4. No puede haber ningún diálogo, excepto el “¡Bip-Bip!”.
5. El Correcaminos tiene que permanecer en el camino, si no, lógicamente, no se habría llamado Correcaminos.
6. Todas las acciones tienen que realizarse en el entorno natural de los dos personajes: el desierto del suroeste norteamericano.
7. Todos los materiales, herramientas, armas o artilugios mecánicos tienen que obtenerse de la Corporación Acme.
8. Siempre que sea posible, la gravedad debería ser el mayor enemigo del Coyote.
9. El Coyote será más humillado que dañado por sus fallos.

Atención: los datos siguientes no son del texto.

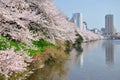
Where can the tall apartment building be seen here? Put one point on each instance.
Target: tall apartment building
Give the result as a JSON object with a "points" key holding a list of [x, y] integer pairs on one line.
{"points": [[109, 25], [77, 18]]}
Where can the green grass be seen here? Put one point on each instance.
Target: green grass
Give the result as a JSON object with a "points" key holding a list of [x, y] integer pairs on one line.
{"points": [[40, 44], [6, 43]]}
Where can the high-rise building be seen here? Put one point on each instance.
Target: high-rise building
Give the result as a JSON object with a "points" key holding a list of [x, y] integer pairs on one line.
{"points": [[77, 18], [109, 25]]}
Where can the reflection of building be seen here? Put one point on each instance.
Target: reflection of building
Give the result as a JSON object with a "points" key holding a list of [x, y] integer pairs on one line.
{"points": [[109, 53], [109, 25]]}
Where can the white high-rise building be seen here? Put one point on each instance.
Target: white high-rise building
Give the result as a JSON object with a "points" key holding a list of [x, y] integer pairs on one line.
{"points": [[109, 25], [77, 18]]}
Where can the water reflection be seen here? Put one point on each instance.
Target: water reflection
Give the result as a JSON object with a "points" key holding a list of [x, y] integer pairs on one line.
{"points": [[57, 71], [109, 50], [76, 57]]}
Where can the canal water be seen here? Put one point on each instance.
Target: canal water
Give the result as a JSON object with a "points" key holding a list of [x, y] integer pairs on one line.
{"points": [[100, 60]]}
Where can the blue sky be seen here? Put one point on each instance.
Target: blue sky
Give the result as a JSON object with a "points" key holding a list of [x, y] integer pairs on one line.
{"points": [[94, 11]]}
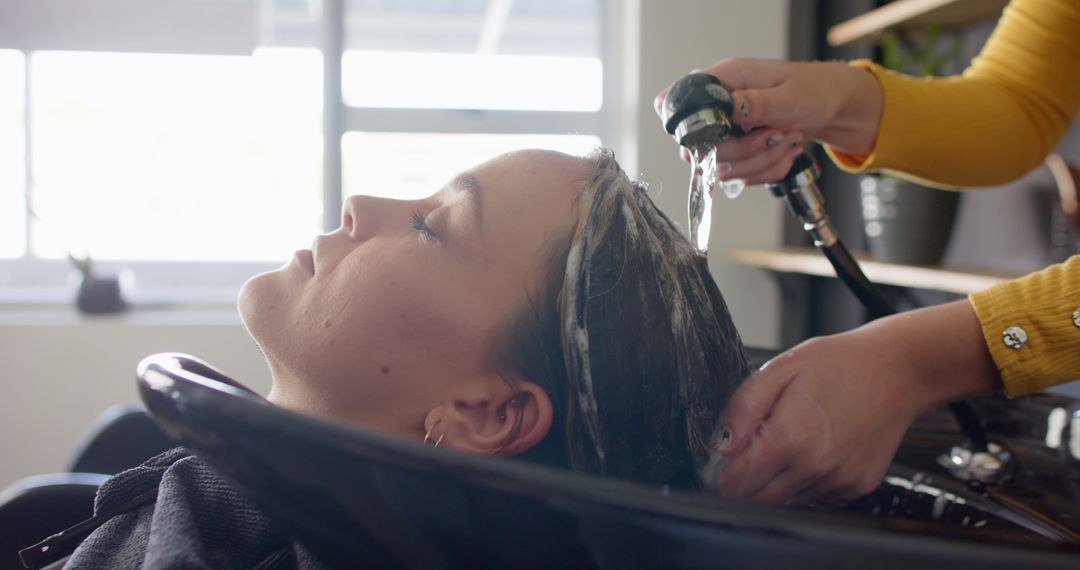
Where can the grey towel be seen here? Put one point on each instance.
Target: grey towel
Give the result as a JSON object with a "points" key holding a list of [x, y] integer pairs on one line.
{"points": [[198, 521]]}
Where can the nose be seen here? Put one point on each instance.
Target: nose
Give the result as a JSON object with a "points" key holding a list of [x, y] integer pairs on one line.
{"points": [[363, 216]]}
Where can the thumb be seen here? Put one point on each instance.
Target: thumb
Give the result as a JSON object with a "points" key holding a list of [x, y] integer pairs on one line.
{"points": [[764, 107], [752, 404]]}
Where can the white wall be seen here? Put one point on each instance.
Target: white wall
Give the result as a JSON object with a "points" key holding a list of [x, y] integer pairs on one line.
{"points": [[58, 371], [677, 37]]}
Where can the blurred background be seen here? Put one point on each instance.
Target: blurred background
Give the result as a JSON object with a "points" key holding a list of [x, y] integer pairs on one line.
{"points": [[179, 147]]}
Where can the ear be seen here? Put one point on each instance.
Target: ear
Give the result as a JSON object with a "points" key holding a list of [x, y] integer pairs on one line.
{"points": [[491, 419]]}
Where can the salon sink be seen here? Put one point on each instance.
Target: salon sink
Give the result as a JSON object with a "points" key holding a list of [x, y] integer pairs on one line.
{"points": [[355, 497]]}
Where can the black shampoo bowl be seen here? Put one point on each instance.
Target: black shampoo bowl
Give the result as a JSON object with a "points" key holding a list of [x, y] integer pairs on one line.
{"points": [[358, 498]]}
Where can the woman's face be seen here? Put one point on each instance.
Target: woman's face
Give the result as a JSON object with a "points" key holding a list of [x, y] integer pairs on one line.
{"points": [[395, 313]]}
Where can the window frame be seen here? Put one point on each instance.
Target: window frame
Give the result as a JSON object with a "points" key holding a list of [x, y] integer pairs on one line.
{"points": [[30, 280]]}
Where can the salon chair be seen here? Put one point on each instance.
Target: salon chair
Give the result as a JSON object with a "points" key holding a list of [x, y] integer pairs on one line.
{"points": [[31, 509], [355, 497]]}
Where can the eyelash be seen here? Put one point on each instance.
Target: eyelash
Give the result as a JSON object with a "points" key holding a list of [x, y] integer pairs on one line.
{"points": [[421, 226]]}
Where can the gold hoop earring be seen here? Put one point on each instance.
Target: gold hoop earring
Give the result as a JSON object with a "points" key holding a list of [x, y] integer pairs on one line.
{"points": [[427, 437]]}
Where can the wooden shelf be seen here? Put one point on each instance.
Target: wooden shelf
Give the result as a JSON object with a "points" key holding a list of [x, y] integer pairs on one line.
{"points": [[903, 13], [810, 261]]}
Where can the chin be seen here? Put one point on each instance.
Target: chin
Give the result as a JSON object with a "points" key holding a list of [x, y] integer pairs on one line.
{"points": [[258, 303]]}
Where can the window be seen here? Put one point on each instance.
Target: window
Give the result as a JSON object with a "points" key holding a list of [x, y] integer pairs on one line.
{"points": [[184, 140], [12, 155], [164, 157]]}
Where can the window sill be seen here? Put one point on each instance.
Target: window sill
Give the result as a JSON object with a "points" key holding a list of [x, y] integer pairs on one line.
{"points": [[56, 314]]}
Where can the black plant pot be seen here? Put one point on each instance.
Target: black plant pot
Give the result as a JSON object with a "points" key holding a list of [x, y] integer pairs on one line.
{"points": [[906, 222], [102, 295]]}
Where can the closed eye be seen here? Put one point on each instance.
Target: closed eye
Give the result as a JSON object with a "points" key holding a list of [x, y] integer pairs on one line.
{"points": [[421, 226]]}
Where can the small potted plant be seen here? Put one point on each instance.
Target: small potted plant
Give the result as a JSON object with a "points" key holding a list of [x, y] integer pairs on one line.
{"points": [[907, 222], [98, 294]]}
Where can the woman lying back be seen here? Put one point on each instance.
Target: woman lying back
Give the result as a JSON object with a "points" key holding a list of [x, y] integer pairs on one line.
{"points": [[539, 306]]}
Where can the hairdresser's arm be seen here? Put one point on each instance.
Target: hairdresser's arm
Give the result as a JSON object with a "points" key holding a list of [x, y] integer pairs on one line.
{"points": [[823, 420], [990, 125]]}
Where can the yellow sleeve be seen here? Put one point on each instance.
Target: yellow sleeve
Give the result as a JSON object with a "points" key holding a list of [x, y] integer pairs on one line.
{"points": [[1045, 307], [998, 120]]}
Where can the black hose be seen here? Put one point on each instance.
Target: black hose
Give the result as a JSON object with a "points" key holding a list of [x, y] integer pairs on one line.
{"points": [[878, 306], [852, 275]]}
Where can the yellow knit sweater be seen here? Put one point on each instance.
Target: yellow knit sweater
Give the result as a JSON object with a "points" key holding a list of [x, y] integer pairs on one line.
{"points": [[990, 125]]}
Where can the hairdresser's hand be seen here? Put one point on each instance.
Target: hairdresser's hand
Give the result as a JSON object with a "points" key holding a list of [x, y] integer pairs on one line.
{"points": [[823, 420], [832, 102]]}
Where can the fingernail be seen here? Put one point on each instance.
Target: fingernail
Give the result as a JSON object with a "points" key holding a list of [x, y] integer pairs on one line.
{"points": [[725, 440]]}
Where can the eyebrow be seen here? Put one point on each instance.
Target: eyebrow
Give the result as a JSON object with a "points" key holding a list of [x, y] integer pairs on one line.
{"points": [[469, 184]]}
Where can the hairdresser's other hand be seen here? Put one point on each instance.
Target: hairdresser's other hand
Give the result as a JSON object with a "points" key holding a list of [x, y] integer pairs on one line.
{"points": [[829, 102], [823, 420]]}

Casi todas estas reglas fueron rotas en algún episodio y no hay pruebas definitivas de que hayan intentado cumplirlas de forma estricta en su momento. Pero el resultado de las mismas es que el Coyote jamás podrá atrapar al Correcaminos y que los espectadores se sentirán de su lado. Todo eso fue alcanzado en la serie original y por eso tuvo éxito.
Los gags más famosos tenían que ver con la ley de gravedad y con las rocas. El surrealismo de la serie permitía que el Coyote quedara suspendido en el aire un instante, muchas veces mirando a cámara, y luego de un segundo cayera al vacío. Era en ese momento que se ganaba nuestro corazón. Para aumentar la efectividad de esta situación, se le agregaban carteles que él mismo levantaba y que contenían una frase para el espectador. Las rocas caían, misteriosamente, más tarde que él.
La violencia era tan exagerada que no resultaba chocante. No era la violencia de Tom y Jerry, sino una mucho menos realista. Nadie creía ni por un momento que el Coyote podía morir, solo era humillado y se quedaba sin comer. La profunda identificación que lograba con los espectadores del mundo era inquebrantable. El supuesto villano era nuestro héroe. El otro, el Correcaminos, era una fuerza ciega, como el destino, que solo pasaba para encender los mecanismos del Coyote.
Esta fórmula se repitió de ahí en más en otros dibujos animados, pero nunca ninguno de ellos logró el mismo efecto. La cara del Coyote cuando descubre que ha quedado flotando en el aire y está a punto de caer llegó al corazón mismo de los espectadores, con humor y con una genuina identificación. Todos somos el Coyote.